The Supreme Court may play a big part in this regard as early as June. The court may overturn Roe v. Wade and galvanize women voters. It may upend or weaken affirmative action and activate racial minorities and women to rush to the voting booth. It likely will declare a New York gun law unconstitutional, opening the door to a national policy of “open carry” and awakening gun regulation advocates to vote in record numbers.

But to make sure greater gun safety and common sense gun laws — supported by up to 90% of the American people — are on voters’ minds in November, Democrats must do the following.

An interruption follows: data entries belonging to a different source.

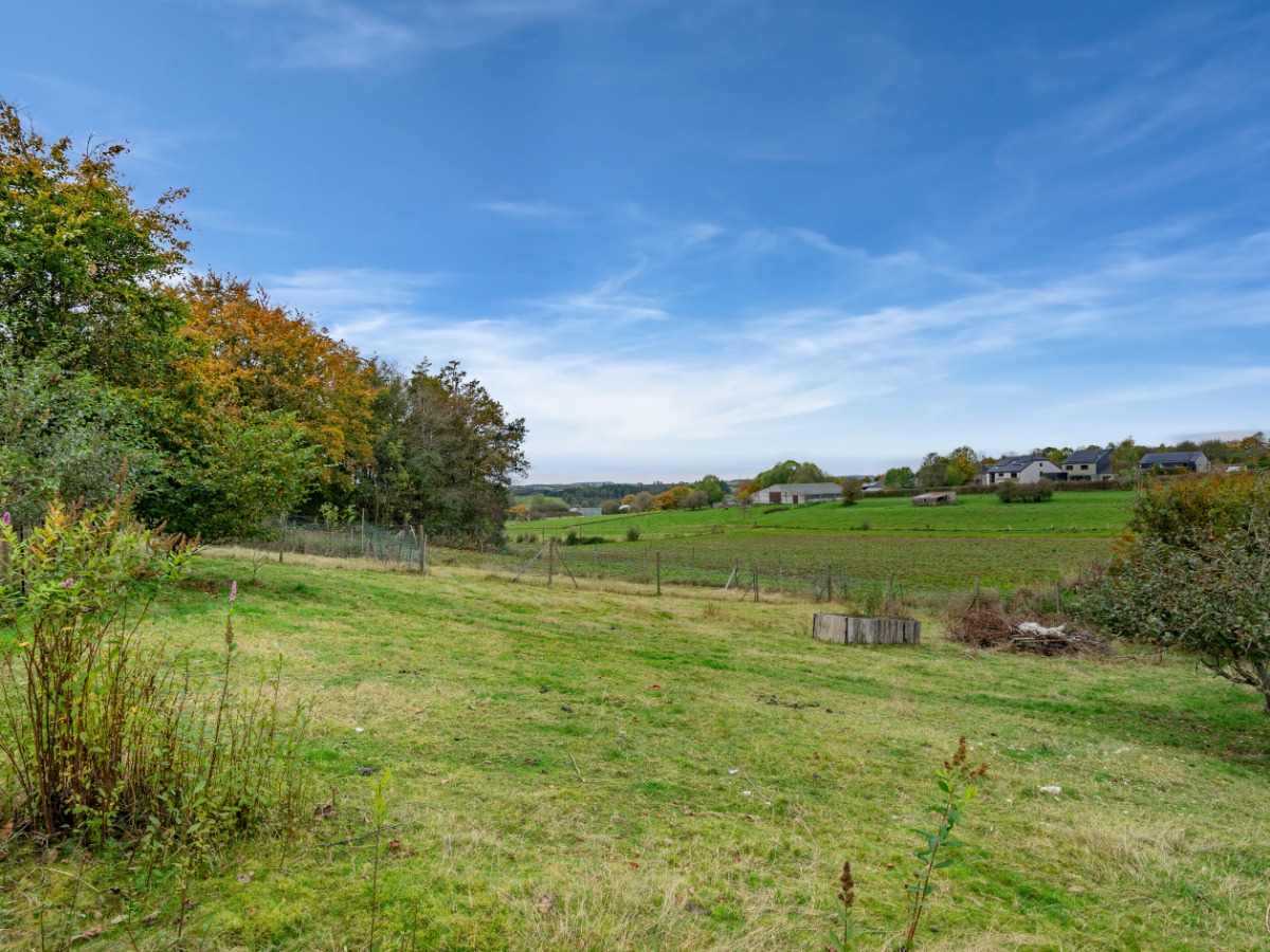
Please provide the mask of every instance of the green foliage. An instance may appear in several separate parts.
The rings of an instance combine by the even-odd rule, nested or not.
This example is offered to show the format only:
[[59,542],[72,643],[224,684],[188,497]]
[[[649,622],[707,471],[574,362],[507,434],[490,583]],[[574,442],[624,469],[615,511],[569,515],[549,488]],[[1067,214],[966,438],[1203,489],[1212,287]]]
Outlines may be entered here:
[[133,401],[91,374],[0,354],[0,508],[34,524],[52,500],[99,505],[154,485],[161,458]]
[[1130,526],[1077,611],[1111,633],[1193,654],[1260,692],[1270,713],[1270,480],[1148,484]]
[[138,510],[204,538],[254,537],[296,512],[316,480],[316,448],[291,414],[255,410],[197,421],[201,439],[170,461]]
[[960,840],[952,838],[952,830],[961,823],[961,811],[979,796],[974,781],[988,772],[987,764],[972,767],[968,757],[965,737],[961,737],[952,759],[945,760],[944,769],[935,773],[940,800],[926,807],[925,815],[914,817],[917,826],[913,828],[913,833],[925,843],[913,853],[921,866],[913,871],[913,881],[904,887],[908,895],[908,928],[904,930],[904,942],[900,946],[903,952],[912,952],[917,947],[917,927],[922,920],[922,913],[926,911],[926,900],[935,891],[935,873],[946,869],[954,862],[946,856],[940,858],[940,850],[963,845]]
[[1002,503],[1048,503],[1053,495],[1054,484],[1050,480],[1039,482],[1007,480],[997,487],[997,496]]
[[701,493],[706,494],[707,505],[721,503],[724,500],[724,496],[728,495],[728,487],[723,485],[723,480],[720,480],[718,476],[712,473],[709,476],[702,476],[700,480],[697,480],[696,485],[693,485],[692,489],[700,490]]
[[126,152],[74,156],[0,99],[0,339],[15,359],[137,386],[175,347],[184,311],[165,282],[185,263],[184,192],[138,208],[116,166]]
[[277,671],[231,691],[231,618],[218,684],[173,666],[164,642],[140,632],[190,557],[179,539],[122,506],[56,501],[25,538],[10,524],[0,533],[13,630],[0,659],[0,754],[14,784],[0,798],[23,823],[165,853],[298,815],[302,711],[283,715]]
[[[935,891],[935,873],[952,866],[954,859],[946,856],[947,849],[964,845],[952,838],[952,830],[961,823],[961,812],[965,807],[978,800],[979,788],[974,786],[974,782],[987,772],[986,763],[972,767],[965,737],[960,737],[952,759],[945,760],[944,769],[935,772],[935,786],[940,792],[937,802],[926,807],[925,814],[913,816],[917,826],[912,831],[921,839],[922,848],[913,852],[919,866],[912,873],[912,882],[904,886],[908,922],[904,939],[899,944],[900,952],[912,952],[917,948],[917,927],[927,909],[927,899]],[[942,857],[941,850],[945,852]],[[829,935],[829,946],[837,952],[847,952],[852,947],[856,934],[855,922],[851,918],[851,909],[856,901],[851,863],[843,863],[838,882],[841,885],[838,902],[842,909],[837,913],[837,920],[842,937],[838,938],[836,930]]]
[[749,491],[753,493],[768,486],[779,486],[784,482],[828,482],[829,476],[815,463],[800,463],[795,459],[786,459],[776,463],[771,470],[765,470],[749,482]]
[[842,481],[842,505],[855,505],[864,498],[864,484],[860,480]]
[[359,485],[378,522],[408,522],[425,532],[500,527],[512,476],[525,473],[525,420],[457,362],[433,371],[428,360],[404,378],[381,367],[376,462]]
[[914,489],[917,486],[917,473],[907,466],[900,466],[894,470],[886,470],[886,475],[883,476],[881,481],[886,489]]

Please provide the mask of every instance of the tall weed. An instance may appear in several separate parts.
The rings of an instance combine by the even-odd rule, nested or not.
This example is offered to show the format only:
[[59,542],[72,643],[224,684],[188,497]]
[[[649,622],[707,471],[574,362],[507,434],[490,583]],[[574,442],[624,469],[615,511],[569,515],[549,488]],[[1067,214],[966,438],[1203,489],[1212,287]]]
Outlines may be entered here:
[[283,704],[281,666],[235,685],[232,602],[215,675],[142,631],[190,546],[123,504],[55,501],[25,538],[0,533],[0,803],[22,829],[164,853],[298,817],[306,708]]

Break up the dozen or more individual parts of a comprehensive package of gun safety legislation — e.g., an assault weapons ban, background checks, red flag law and more — and make the House and the Senate members vote on them individually. There should be coordination between House Speaker Nancy Pelosi, D-Calif., and Schumer in the Senate. The House should vote on Tuesday and the Senate on Thursday, on one issue at a time, one a week, week after week, all the way to November.

It’s possible one of them may actually pass. That would be good news and start us down a path of greater gun safety. But strategically, put it at the beginning so that the closer we get to Nov. 8, voters will mostly remember all the “no” votes cast by Republicans on common-sense gun laws that would make the American people safer.

Democrats must stop being naive about negotiating with Republicans over guns because their strategy is to delay, divert, deny and defeat Democrats in November. Democrats must flip the table.